Buttercup Brightness Revealed: Scientists Reveal Truth Behind Yellow Glow
Boffins have discovered the real reason why buttercups glow yellow under your chin – and it’s nothing to do with whether you like butter.
Experts and plant scientists from Cambridge University have found the unique glossiness of the flower – made popular by the children’s game of shining it under their chins – is related to its anatomical structure.
The findings, published today in the Royal Society journal Interface, reveal the flower’s appearance is the result of interplay between the petals layers.
The yellow reflection which becomes evident when the flower is held close to the skin is due to the epidermal layer of the petal which reflects light with an intensity comparable to glass.
According to the study, the epidermal layer of cells has not one but two extremely flat surfaces from which the light is reflected.
One rests on the top of the cells, while the other exists because the epidermis is separated from the lower layers of the petal by an air gap.
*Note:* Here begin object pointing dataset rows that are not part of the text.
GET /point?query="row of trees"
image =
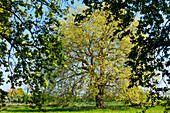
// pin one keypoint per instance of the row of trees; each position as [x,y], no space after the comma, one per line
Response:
[95,45]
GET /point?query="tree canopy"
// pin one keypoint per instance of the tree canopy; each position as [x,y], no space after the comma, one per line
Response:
[150,53]
[94,62]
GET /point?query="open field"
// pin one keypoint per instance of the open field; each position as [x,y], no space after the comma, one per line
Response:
[83,108]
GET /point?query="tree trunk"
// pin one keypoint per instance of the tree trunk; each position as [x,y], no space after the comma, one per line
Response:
[99,97]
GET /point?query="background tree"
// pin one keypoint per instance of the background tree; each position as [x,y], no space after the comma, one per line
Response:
[28,44]
[95,63]
[153,54]
[16,95]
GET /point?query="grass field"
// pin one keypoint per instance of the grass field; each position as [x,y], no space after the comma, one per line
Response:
[84,108]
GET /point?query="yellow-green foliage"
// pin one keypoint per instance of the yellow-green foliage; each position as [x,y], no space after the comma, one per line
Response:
[92,58]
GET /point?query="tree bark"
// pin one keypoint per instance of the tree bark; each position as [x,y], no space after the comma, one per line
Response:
[99,97]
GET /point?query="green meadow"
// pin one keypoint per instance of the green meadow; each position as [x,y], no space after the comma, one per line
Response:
[82,107]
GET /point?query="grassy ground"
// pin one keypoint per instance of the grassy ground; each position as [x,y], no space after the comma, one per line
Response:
[84,108]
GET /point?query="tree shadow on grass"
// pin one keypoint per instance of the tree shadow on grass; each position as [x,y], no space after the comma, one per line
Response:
[69,109]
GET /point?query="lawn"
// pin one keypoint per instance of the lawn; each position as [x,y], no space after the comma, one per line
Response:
[83,108]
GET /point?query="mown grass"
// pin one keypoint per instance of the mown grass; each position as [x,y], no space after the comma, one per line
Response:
[84,108]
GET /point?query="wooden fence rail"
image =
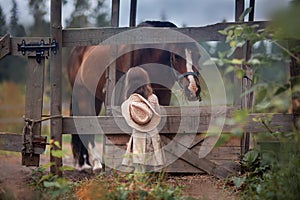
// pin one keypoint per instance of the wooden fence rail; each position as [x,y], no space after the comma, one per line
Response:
[95,36]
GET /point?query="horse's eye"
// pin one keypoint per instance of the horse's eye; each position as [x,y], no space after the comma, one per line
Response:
[176,57]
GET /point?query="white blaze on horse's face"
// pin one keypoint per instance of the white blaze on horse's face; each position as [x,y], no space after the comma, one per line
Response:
[189,68]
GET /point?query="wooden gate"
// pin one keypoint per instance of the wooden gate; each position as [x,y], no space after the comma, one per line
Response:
[220,162]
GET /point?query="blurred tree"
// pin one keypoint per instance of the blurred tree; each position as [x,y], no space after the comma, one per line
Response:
[15,28]
[100,14]
[40,27]
[84,16]
[3,27]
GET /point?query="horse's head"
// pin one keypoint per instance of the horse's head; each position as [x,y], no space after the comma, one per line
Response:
[184,61]
[186,71]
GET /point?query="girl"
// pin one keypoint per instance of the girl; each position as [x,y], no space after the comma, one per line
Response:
[141,112]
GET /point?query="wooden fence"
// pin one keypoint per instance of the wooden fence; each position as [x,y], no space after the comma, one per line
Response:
[220,162]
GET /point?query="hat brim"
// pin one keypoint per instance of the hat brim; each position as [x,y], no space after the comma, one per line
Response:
[154,122]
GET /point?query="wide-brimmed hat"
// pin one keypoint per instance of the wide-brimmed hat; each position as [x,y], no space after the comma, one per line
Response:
[139,114]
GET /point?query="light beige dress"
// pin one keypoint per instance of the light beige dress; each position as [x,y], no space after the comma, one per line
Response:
[145,147]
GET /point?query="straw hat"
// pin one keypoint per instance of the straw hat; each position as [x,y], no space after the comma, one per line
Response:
[139,114]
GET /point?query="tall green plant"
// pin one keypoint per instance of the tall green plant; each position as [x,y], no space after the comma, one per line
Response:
[271,170]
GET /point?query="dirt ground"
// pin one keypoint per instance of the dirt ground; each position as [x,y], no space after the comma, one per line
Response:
[13,184]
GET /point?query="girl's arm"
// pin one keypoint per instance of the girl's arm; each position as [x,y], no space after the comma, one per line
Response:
[153,100]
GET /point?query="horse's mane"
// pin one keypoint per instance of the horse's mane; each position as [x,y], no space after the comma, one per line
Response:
[157,24]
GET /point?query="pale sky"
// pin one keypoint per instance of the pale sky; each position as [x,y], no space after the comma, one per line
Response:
[188,12]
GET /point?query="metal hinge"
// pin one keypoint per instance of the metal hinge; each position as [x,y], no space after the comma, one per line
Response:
[39,48]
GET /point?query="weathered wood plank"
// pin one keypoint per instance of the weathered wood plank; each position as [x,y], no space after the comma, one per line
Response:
[95,36]
[192,158]
[34,104]
[5,47]
[18,40]
[173,124]
[11,142]
[56,84]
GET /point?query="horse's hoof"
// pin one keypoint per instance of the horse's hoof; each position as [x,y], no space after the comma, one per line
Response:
[97,167]
[84,168]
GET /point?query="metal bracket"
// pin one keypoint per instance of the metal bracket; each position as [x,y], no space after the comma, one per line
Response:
[39,48]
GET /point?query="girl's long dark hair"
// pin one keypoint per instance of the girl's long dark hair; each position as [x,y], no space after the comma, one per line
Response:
[137,81]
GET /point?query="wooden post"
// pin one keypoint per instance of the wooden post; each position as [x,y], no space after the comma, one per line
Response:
[110,73]
[132,20]
[115,10]
[295,81]
[239,9]
[56,84]
[33,105]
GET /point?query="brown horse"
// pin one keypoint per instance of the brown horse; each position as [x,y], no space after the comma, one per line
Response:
[165,64]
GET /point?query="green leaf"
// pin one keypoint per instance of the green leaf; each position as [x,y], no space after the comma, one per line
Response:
[232,43]
[229,69]
[238,182]
[237,132]
[237,61]
[246,12]
[222,32]
[240,116]
[282,89]
[48,184]
[66,168]
[57,153]
[261,95]
[56,143]
[238,31]
[240,73]
[222,140]
[250,157]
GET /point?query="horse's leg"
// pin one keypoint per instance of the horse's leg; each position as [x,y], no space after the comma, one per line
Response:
[94,148]
[82,105]
[80,152]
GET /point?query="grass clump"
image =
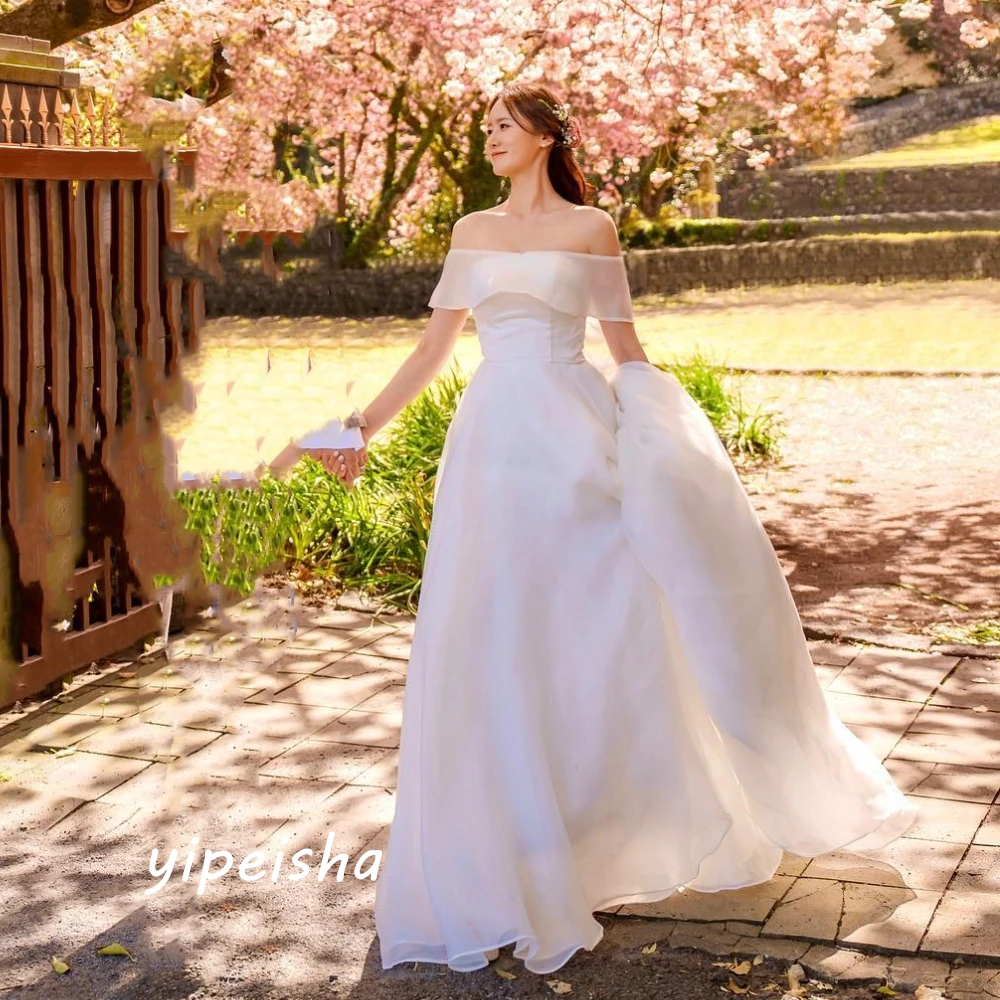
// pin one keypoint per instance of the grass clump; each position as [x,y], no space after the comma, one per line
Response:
[374,537]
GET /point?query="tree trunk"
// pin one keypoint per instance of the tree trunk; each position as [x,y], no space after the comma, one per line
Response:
[60,21]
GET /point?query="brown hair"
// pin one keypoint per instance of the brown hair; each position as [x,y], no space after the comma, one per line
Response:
[527,105]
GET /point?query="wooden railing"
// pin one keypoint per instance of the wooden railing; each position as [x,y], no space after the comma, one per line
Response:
[92,328]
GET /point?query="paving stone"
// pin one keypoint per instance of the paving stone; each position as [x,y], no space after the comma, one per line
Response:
[752,903]
[394,645]
[229,757]
[29,809]
[351,664]
[906,862]
[931,972]
[989,833]
[949,748]
[887,916]
[894,674]
[810,909]
[191,709]
[145,741]
[712,938]
[329,692]
[627,934]
[307,661]
[327,617]
[950,719]
[93,823]
[945,781]
[156,674]
[845,965]
[743,928]
[833,654]
[156,782]
[86,775]
[975,683]
[827,675]
[281,721]
[312,759]
[384,772]
[354,816]
[338,640]
[979,871]
[981,982]
[775,947]
[62,731]
[113,702]
[376,729]
[943,819]
[792,864]
[389,700]
[878,739]
[885,713]
[966,923]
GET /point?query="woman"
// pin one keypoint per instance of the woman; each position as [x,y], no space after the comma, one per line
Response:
[609,695]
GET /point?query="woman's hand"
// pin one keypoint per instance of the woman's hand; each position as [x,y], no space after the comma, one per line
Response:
[347,464]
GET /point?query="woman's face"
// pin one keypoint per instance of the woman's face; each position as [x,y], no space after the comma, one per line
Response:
[510,147]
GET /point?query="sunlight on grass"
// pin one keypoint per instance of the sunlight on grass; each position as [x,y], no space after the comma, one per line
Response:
[246,414]
[940,326]
[975,142]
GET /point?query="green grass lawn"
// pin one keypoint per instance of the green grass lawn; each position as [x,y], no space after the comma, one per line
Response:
[975,142]
[246,413]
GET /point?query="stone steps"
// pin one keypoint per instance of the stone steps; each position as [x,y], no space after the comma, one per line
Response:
[799,193]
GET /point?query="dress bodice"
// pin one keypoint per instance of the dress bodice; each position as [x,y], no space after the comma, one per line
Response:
[535,304]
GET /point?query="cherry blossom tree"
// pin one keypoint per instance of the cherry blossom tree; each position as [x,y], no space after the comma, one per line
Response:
[360,110]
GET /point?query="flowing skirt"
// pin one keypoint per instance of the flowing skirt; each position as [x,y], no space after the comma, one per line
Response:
[609,694]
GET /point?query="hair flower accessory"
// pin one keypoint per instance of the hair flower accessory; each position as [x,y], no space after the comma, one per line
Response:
[570,133]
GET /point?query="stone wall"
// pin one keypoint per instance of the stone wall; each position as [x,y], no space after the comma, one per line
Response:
[313,288]
[403,290]
[785,194]
[890,123]
[857,259]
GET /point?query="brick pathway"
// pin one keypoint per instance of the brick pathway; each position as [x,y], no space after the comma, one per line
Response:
[284,724]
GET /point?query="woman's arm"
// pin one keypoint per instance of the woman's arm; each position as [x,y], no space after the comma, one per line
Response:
[411,378]
[622,340]
[417,371]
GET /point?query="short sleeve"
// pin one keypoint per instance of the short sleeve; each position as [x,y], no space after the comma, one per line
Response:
[608,293]
[454,287]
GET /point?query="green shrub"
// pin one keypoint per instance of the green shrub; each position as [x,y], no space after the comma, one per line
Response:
[374,537]
[746,435]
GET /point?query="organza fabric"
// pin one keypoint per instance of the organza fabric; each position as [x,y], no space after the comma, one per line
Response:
[609,694]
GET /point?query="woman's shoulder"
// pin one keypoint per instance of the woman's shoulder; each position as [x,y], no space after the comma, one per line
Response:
[589,228]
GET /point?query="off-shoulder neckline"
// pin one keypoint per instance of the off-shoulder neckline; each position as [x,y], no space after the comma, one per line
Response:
[524,253]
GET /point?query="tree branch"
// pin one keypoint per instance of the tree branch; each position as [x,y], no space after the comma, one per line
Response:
[60,21]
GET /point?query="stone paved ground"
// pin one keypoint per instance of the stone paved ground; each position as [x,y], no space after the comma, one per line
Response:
[271,728]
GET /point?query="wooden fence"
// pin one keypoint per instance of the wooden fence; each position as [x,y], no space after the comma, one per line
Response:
[92,328]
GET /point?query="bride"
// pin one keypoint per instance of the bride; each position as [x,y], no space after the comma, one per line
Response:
[609,695]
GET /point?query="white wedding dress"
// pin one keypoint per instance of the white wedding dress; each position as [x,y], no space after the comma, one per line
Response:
[609,694]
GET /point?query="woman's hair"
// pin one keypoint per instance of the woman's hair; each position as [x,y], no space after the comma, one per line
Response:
[533,106]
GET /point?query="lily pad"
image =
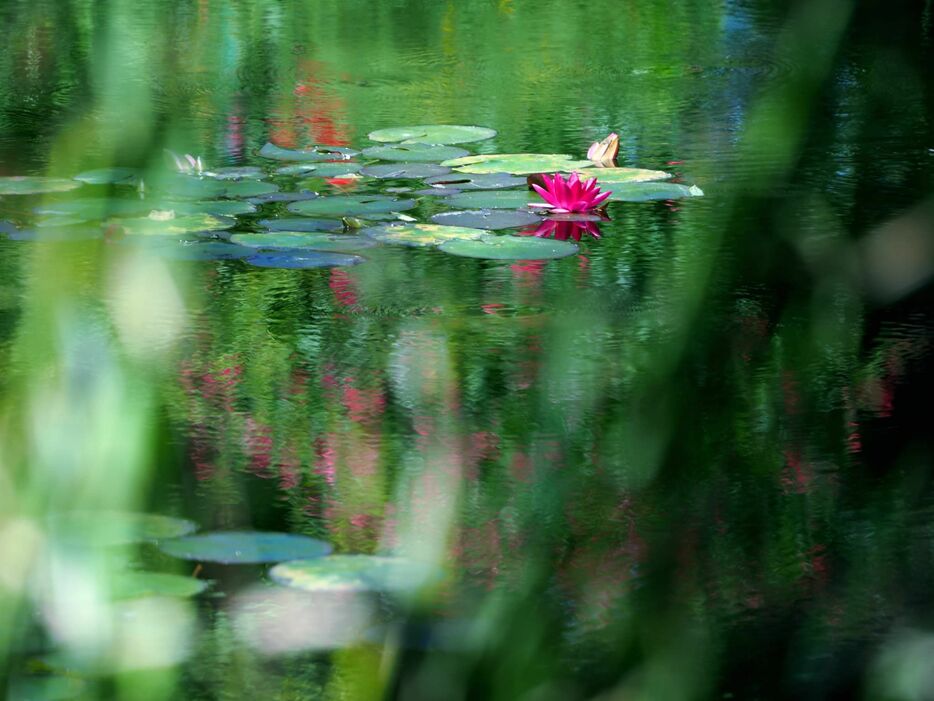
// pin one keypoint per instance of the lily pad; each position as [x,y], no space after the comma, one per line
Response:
[236,173]
[517,163]
[351,205]
[301,224]
[175,226]
[353,573]
[415,153]
[133,585]
[107,528]
[487,218]
[314,153]
[303,259]
[245,547]
[495,247]
[477,181]
[403,170]
[433,134]
[493,199]
[619,176]
[34,185]
[316,241]
[643,192]
[421,235]
[109,176]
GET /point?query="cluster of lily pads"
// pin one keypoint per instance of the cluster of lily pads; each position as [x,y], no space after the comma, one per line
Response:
[227,213]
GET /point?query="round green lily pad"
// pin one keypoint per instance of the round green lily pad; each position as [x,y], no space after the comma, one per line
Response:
[314,153]
[106,528]
[487,218]
[109,176]
[353,573]
[316,241]
[493,199]
[403,170]
[644,192]
[619,176]
[421,235]
[300,260]
[133,585]
[350,205]
[415,153]
[433,134]
[34,185]
[175,226]
[301,224]
[496,247]
[245,547]
[477,181]
[516,163]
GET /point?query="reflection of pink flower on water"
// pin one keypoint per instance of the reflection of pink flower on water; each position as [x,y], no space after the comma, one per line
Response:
[571,195]
[564,230]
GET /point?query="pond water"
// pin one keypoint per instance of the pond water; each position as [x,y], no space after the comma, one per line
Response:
[683,453]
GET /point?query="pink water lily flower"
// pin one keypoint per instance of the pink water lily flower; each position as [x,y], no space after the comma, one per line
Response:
[571,195]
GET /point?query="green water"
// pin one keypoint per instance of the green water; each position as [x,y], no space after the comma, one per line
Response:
[691,461]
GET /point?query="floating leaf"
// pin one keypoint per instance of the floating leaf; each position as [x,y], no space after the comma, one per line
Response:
[301,224]
[353,573]
[403,170]
[477,181]
[421,235]
[493,199]
[133,585]
[174,226]
[236,173]
[618,176]
[34,185]
[109,176]
[487,218]
[245,547]
[496,247]
[643,192]
[516,163]
[433,134]
[352,205]
[317,241]
[315,153]
[106,528]
[303,259]
[415,153]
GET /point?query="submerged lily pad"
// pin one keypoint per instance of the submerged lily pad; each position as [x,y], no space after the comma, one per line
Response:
[619,176]
[415,153]
[433,134]
[516,163]
[643,192]
[301,224]
[314,153]
[35,185]
[106,528]
[404,170]
[421,235]
[353,573]
[109,176]
[175,226]
[133,585]
[303,259]
[493,199]
[487,218]
[317,241]
[477,181]
[245,547]
[495,247]
[351,205]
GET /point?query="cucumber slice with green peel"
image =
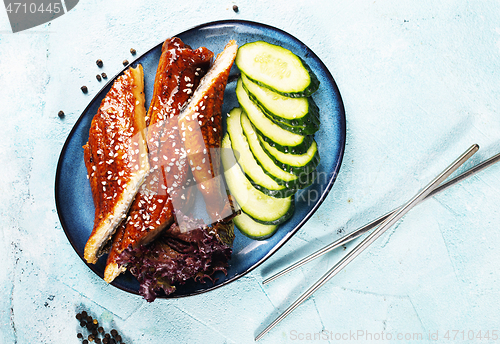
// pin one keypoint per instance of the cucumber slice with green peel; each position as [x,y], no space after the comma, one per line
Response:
[254,172]
[276,68]
[261,207]
[301,130]
[282,177]
[293,163]
[277,137]
[286,108]
[253,229]
[298,115]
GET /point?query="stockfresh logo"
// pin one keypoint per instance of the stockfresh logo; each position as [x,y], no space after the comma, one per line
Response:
[24,15]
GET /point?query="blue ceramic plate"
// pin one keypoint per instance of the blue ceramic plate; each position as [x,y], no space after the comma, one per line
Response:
[72,191]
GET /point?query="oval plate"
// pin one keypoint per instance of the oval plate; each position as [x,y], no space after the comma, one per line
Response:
[72,190]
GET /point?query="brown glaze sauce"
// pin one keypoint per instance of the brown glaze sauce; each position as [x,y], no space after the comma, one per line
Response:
[179,72]
[112,153]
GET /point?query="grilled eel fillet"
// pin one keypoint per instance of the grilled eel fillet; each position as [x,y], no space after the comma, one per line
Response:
[200,125]
[116,157]
[179,72]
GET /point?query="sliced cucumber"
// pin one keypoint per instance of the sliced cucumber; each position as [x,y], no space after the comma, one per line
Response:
[261,207]
[247,162]
[293,163]
[298,115]
[276,68]
[277,137]
[282,177]
[252,228]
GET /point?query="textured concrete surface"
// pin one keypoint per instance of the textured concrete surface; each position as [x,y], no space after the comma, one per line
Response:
[420,83]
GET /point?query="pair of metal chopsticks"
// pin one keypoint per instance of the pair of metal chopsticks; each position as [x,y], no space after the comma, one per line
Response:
[385,221]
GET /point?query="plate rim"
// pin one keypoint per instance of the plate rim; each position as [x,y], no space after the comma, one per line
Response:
[287,236]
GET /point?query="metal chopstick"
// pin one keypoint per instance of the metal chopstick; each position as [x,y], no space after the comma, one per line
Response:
[374,236]
[358,232]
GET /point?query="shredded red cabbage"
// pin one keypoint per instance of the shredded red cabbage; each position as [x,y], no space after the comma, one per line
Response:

The gloss of the petal is thus effectively doubled as the reflection of light occurs on the smooth surface of the cells and on the layer of air.
Researchers also found the diminutive yellow flower reflects a significant amount of UV light. This helps the buttercup to attract insects as many pollinators, including bees have eyes sensitive in the UV region.
Dr Beverley Glover, Department of Plant Sciences, said: “This phenomenon has intrigued scientists and laymen alike for centuries. Our research provides exciting insight into not only a children’s game but also into the lengths to which flowers will go to attract pollinators.”
Professor Ulli Steiner, from the Nanophotonics Centre at the Cavendish Laboratory, the University of Cambridge’s Department of Physics, said: “It is fun to revisit a problem that is more than one century old and, using modern methods, discover something new. The strong collaboration between Physics and the Plant Sciences has enabled this.”